1B-2 IMPROVING CERVICAL CANCER PRIMARY SCREENING AND DIAGNOSTIC FOLLOW-UP IN AUSTRIA – A DECISION-ANALYTIC BENEFIT-HARM ANALYSIS

Monday, June 13, 2016: 11:30
Euston Room, 5th Floor (30 Euston Square)

Gaby Sroczynski, MPH, Dr.PH1, Eva Esteban, MPH2, Andreas Widschwendter, Prof.3, Willi Oberaigner, Associate Prof., Dr.4, Wegene Borena, Dr.5, Dorothee von Laer, Prof.5, Monika Hackl, Dr.6, Gottfried Endel, Dr.7 and Uwe Siebert, MD, MPH, MSc, ScD8, (1)Department of Public Health, Health Services Research, and Health Technology Assessment, UMIT - University for Health Sciences, Medical Informatics and Technology; Division of HTA and Bioinformatics, ONCOTYROL Center for Personalized Cancer Medicine, Hall i.T./Innsbruck, Austria, (2)Department of Public Health, Health Services Research, and Health Technology Assessment, UMIT - University for Health Sciences, Medical Informatics and Technology; Division of HTA and Bioinformatics, ONCOTYROL Center for Personalized Cancer Medicine, Hall, i. T./Innsbruck, Austria, (3)Department of Obstetrics and Gynecology, Medical University Innsbruck, Innsbruck, Austria, (4)Institute for Clinical Epidemiology, Cancer Registry Tyrol, Tirol Kliniken, Innsbruck, Innsbruck, Austria, (5)Division of Virology, Department of Hygiene, Microbiology, Social Medicine, Medical University of Innsbruck, Innsbruck, Austria, (6)Statistics Austria, Austrian National Cancer Registry, Vienna, Austria, (7)Department for Evidence Based Economic Health Care, Main Association of Austrian Social Insurance Institutions, Vienna, Austria, (8)UMIT, Hall in Tirol (Austria) / Boston (USA), Austria
Purpose:

In Austria, current opportunistic cervical cancer screening program includes annual Pap cytology for women as of age 18 years.

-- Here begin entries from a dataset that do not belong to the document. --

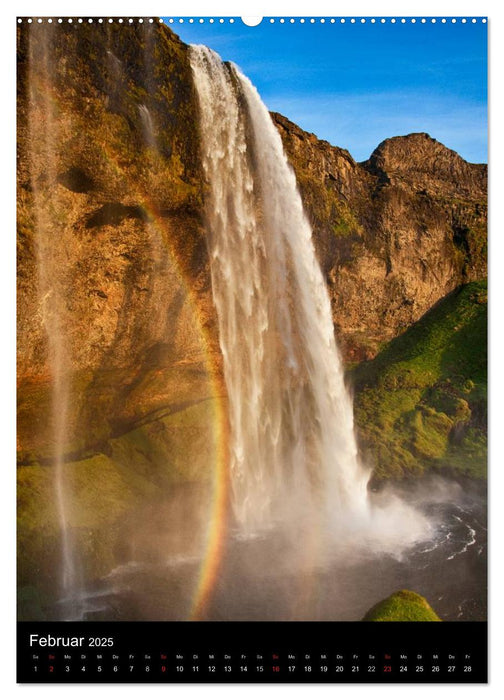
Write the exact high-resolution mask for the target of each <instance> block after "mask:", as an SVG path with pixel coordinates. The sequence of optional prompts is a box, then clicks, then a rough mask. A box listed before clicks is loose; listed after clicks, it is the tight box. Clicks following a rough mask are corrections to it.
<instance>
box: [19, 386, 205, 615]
mask: <svg viewBox="0 0 504 700" xmlns="http://www.w3.org/2000/svg"><path fill="white" fill-rule="evenodd" d="M215 425H216V406H215V401H214V400H212V399H209V400H206V401H200V402H199V403H196V404H193V405H191V406H189V407H186V408H183V409H182V410H178V411H175V412H173V413H171V414H168V415H162V414H158V415H157V416H156V417H153V418H152V420H151V421H149V422H145V423H144V424H143V425H141V426H139V427H137V428H135V429H134V430H131V431H129V432H127V433H125V434H124V435H122V436H121V437H118V438H112V439H110V440H108V441H107V442H106V443H105V444H104V446H103V451H100V452H97V453H95V454H93V455H91V456H87V457H85V458H83V459H80V460H78V461H72V462H71V461H68V462H66V463H65V464H64V467H63V470H64V479H65V484H66V487H65V491H66V493H67V499H66V504H65V505H66V518H67V524H68V527H69V530H70V533H71V537H72V539H73V541H74V546H75V547H76V549H77V550H78V551H79V553H80V560H81V561H82V562H83V566H84V574H85V577H86V579H88V580H92V579H93V578H95V577H97V576H100V575H103V574H104V573H106V572H107V571H109V570H110V569H111V568H113V566H115V565H117V553H118V552H120V548H121V542H122V539H121V533H122V531H123V529H124V527H125V524H126V523H127V522H131V521H132V520H134V519H135V517H138V516H137V515H136V514H137V513H139V512H140V511H141V509H142V508H145V504H146V503H154V502H156V501H158V500H159V499H160V498H161V499H162V498H164V497H166V496H167V495H169V494H170V493H171V490H172V489H174V488H176V486H177V485H178V484H181V483H183V482H190V481H198V482H201V483H204V482H208V483H211V481H212V479H213V475H214V470H215V461H216V449H217V446H216V441H215ZM55 479H56V473H55V469H54V467H53V466H42V465H40V464H38V463H36V462H35V463H33V464H30V465H26V466H21V467H19V468H18V470H17V481H18V486H17V495H18V536H17V542H18V587H19V592H20V600H19V609H20V615H21V617H22V618H23V619H30V615H33V614H35V613H34V612H33V611H34V610H39V609H40V608H41V607H43V606H44V601H45V600H46V599H47V598H48V597H49V596H50V595H51V593H52V594H54V590H57V588H58V585H59V583H58V582H57V581H56V580H55V576H56V572H57V571H58V562H59V558H60V549H61V532H60V522H59V514H58V511H57V504H56V499H55V496H54V493H55ZM34 562H36V565H35V566H34ZM34 592H35V593H34ZM36 617H37V618H40V615H39V614H37V615H36ZM31 619H33V617H32V618H31Z"/></svg>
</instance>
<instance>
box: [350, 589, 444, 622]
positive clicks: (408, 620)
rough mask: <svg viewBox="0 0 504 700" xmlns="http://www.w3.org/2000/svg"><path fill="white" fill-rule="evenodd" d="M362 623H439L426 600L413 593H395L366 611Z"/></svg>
mask: <svg viewBox="0 0 504 700" xmlns="http://www.w3.org/2000/svg"><path fill="white" fill-rule="evenodd" d="M362 619H363V622H441V618H440V617H439V616H438V615H437V614H436V613H435V612H434V610H433V609H432V608H431V606H430V605H429V603H428V602H427V601H426V599H425V598H424V597H423V596H421V595H419V594H418V593H415V592H414V591H407V590H403V591H397V593H393V594H392V595H391V596H389V597H388V598H385V600H382V601H380V602H379V603H377V604H376V605H375V606H373V607H372V608H371V610H368V612H367V613H366V614H365V615H364V617H363V618H362Z"/></svg>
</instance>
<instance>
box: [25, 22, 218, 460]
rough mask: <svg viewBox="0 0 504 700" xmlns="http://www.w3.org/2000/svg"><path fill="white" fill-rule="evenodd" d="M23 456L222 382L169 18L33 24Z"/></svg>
mask: <svg viewBox="0 0 504 700" xmlns="http://www.w3.org/2000/svg"><path fill="white" fill-rule="evenodd" d="M18 76H19V81H18V89H19V94H18V230H19V235H18V245H19V248H18V250H19V254H18V324H19V325H18V379H19V414H18V416H19V431H18V438H19V443H20V455H21V463H29V462H30V461H31V460H33V459H36V460H42V461H44V460H50V458H51V454H52V452H53V448H54V445H53V442H54V432H55V431H54V425H53V422H54V421H52V419H51V416H52V414H53V412H52V410H51V405H52V403H53V402H54V401H55V400H56V401H59V402H61V403H62V402H63V401H62V399H65V397H62V396H61V395H60V396H59V397H55V395H54V385H55V382H56V383H58V382H59V384H61V385H63V384H64V385H65V386H66V388H67V392H68V396H67V397H66V399H67V403H68V410H67V414H68V415H67V417H66V429H65V430H66V438H65V442H66V446H65V452H67V453H69V454H78V453H80V452H81V451H82V450H83V449H86V448H89V447H90V446H91V445H99V444H101V443H103V441H104V440H106V439H107V438H108V437H110V436H117V435H118V434H120V433H121V432H124V431H125V430H127V429H129V428H131V427H132V426H133V425H136V424H137V423H138V422H139V421H141V420H143V419H145V417H146V416H149V415H150V414H152V413H153V412H155V411H156V410H158V409H159V408H164V409H166V407H167V406H169V405H171V404H173V403H174V402H176V403H177V404H180V403H181V402H182V403H183V402H191V401H195V400H199V399H201V398H205V397H208V396H209V395H210V394H211V389H210V387H209V384H208V382H209V378H208V366H207V365H208V362H209V357H213V359H214V360H215V358H217V360H216V361H218V353H217V352H216V348H217V347H218V345H217V338H216V334H215V332H214V331H215V319H214V313H213V308H212V301H211V290H210V279H209V272H208V265H207V258H206V244H205V237H204V231H203V225H202V197H203V180H202V177H201V172H200V165H199V142H198V127H197V123H198V116H197V104H196V98H195V94H194V90H193V87H192V78H191V72H190V66H189V63H188V60H187V47H186V46H185V45H184V44H183V43H182V42H180V41H179V40H178V38H177V37H176V36H175V35H174V34H173V33H171V32H170V31H169V30H167V29H162V28H160V27H158V26H156V25H149V24H147V23H146V24H145V25H143V26H141V25H138V24H136V25H135V26H134V27H133V26H131V27H130V26H123V27H120V26H118V25H107V26H100V27H98V26H97V25H93V26H86V25H80V26H79V27H78V28H77V27H73V26H71V25H70V26H69V25H66V24H65V25H61V26H54V25H53V26H50V25H48V24H45V23H44V24H43V25H35V24H33V25H31V26H30V28H28V27H24V28H23V31H21V32H20V35H19V68H18Z"/></svg>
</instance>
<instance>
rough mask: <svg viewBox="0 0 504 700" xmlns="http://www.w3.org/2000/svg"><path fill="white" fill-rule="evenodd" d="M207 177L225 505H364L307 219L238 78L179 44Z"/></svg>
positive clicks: (264, 107)
mask: <svg viewBox="0 0 504 700" xmlns="http://www.w3.org/2000/svg"><path fill="white" fill-rule="evenodd" d="M190 56H191V65H192V70H193V75H194V82H195V86H196V91H197V95H198V99H199V105H200V112H201V137H202V149H203V152H202V157H203V167H204V173H205V177H206V179H207V181H208V194H207V198H206V218H207V228H208V246H209V255H210V265H211V277H212V290H213V298H214V303H215V307H216V310H217V314H218V321H219V337H220V344H221V350H222V354H223V359H224V376H225V381H226V387H227V392H228V398H229V422H230V430H231V445H230V448H231V449H230V455H231V456H230V460H231V484H232V499H233V509H234V513H235V517H236V520H237V523H238V524H239V526H240V528H241V529H242V530H243V531H244V532H245V533H250V534H251V533H255V532H257V531H258V530H261V529H263V528H268V527H271V526H272V525H273V524H275V523H277V522H279V521H282V520H284V519H285V518H286V517H290V518H292V517H294V518H296V517H300V515H301V514H302V513H307V512H311V513H314V512H316V513H317V514H319V515H320V514H321V513H323V514H325V516H327V517H328V518H331V517H334V516H338V517H339V518H341V517H342V514H347V515H348V514H351V513H352V514H355V513H357V514H361V515H365V514H366V512H367V511H368V508H369V506H368V497H367V482H368V479H369V472H368V471H367V470H366V469H364V468H363V466H362V465H361V464H360V462H359V458H358V452H357V445H356V440H355V435H354V426H353V407H352V400H351V397H350V395H349V392H348V390H347V388H346V386H345V382H344V372H343V365H342V361H341V357H340V354H339V352H338V348H337V346H336V343H335V339H334V328H333V321H332V315H331V307H330V302H329V297H328V293H327V289H326V286H325V283H324V280H323V277H322V273H321V270H320V267H319V264H318V262H317V259H316V256H315V251H314V247H313V242H312V232H311V228H310V224H309V222H308V220H307V218H306V215H305V213H304V211H303V205H302V201H301V197H300V194H299V191H298V189H297V184H296V178H295V175H294V172H293V170H292V168H291V167H290V165H289V164H288V162H287V158H286V156H285V154H284V151H283V147H282V142H281V138H280V135H279V134H278V132H277V130H276V128H275V126H274V124H273V122H272V120H271V118H270V115H269V113H268V110H267V108H266V106H265V105H264V104H263V103H262V101H261V99H260V97H259V95H258V93H257V91H256V89H255V88H254V87H253V85H252V84H251V83H250V81H249V80H248V79H247V78H246V77H245V76H244V75H243V74H242V73H241V72H240V71H239V70H238V69H237V68H236V67H235V66H233V65H229V64H225V63H223V62H222V61H221V59H220V58H219V56H218V55H217V54H215V53H214V52H212V51H211V50H210V49H208V48H206V47H204V46H192V47H191V52H190Z"/></svg>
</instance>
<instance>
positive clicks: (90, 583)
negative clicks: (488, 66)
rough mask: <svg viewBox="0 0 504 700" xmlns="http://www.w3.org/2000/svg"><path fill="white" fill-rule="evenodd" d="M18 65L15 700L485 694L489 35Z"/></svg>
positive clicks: (271, 30) (388, 27)
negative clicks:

However, new primary screening tests with increased test-sensitivity in combination with risk-based follow-up algorithms may improve the trade-off between benefits and overtreatment. Our aim was to systematically evaluate the benefit-harm balance of different cervical cancer primary screening strategies for the Austrian context.

Method(s):

We used a validated Markov-state-transition model calibrated to the Austrian epidemiological setting and clinical context of the disease to evaluate different screening strategies that differ by primary screening test (cytology, p16/Ki-67-dual stain, and HPV-testing alone or in combinations), screening interval, age, and specific follow-up algorithms for women with positive test results. Austrian clinical and epidemiological data, as well as test accuracy data from international meta-analyses and trials were used. Predicted outcomes were reduction in cervical cancer incidence, -mortality, overtreatment (defined as conization with histological diagnosis of no lesion or a lesion grade CIN1), and the incremental harm-benefit ratios (IHBR) measured in numbers of overtreatment per additional prevented cervical cancer death. Comprehensive sensitivity analyses were performed.

Result(s):

Based on our results, HPV-based primary screening strategies are more effective compared with cytology or with p16/Ki-67-testing alone. Adopting risk-based follow-up algorithms including p16/Ki-67 triage for women with ASCUS/LSIL and colposcopy referral for women with HSIL or p16/Ki-67-positivity can reduce overtreatment. In the base-case analysis (31-43% screening adherence in women below 60 years of age), biennial HPV+cytology cotesting seemed to be the optimal screening strategy (IHBR: 45 unnecessary conizations per additional prevented cancer death). Annual screening strategies resulted in much higher IHBRs (131-355 unnecessary conizations per additional prevented cancer death). Based on the IHBRs, the screening interval may be extended to 3 years in populations with screening adherence of 40%-60% and to 5 years in populations with higher adherence rate. The age for screening initiation could be extended from 18 to 24 years without significant loss in effectiveness, but with reduced overtreatment.

Conclusion(s):

Based on our benefit-harm analysis, HPV-based screening in women of the age 30 years or older and cytology in younger women at screening intervals of at least 2 years incorporating a risk-based follow-up algorithm can be recommended for the Austrian screening setting. Screening should be initiated in women of the age 20-24 years.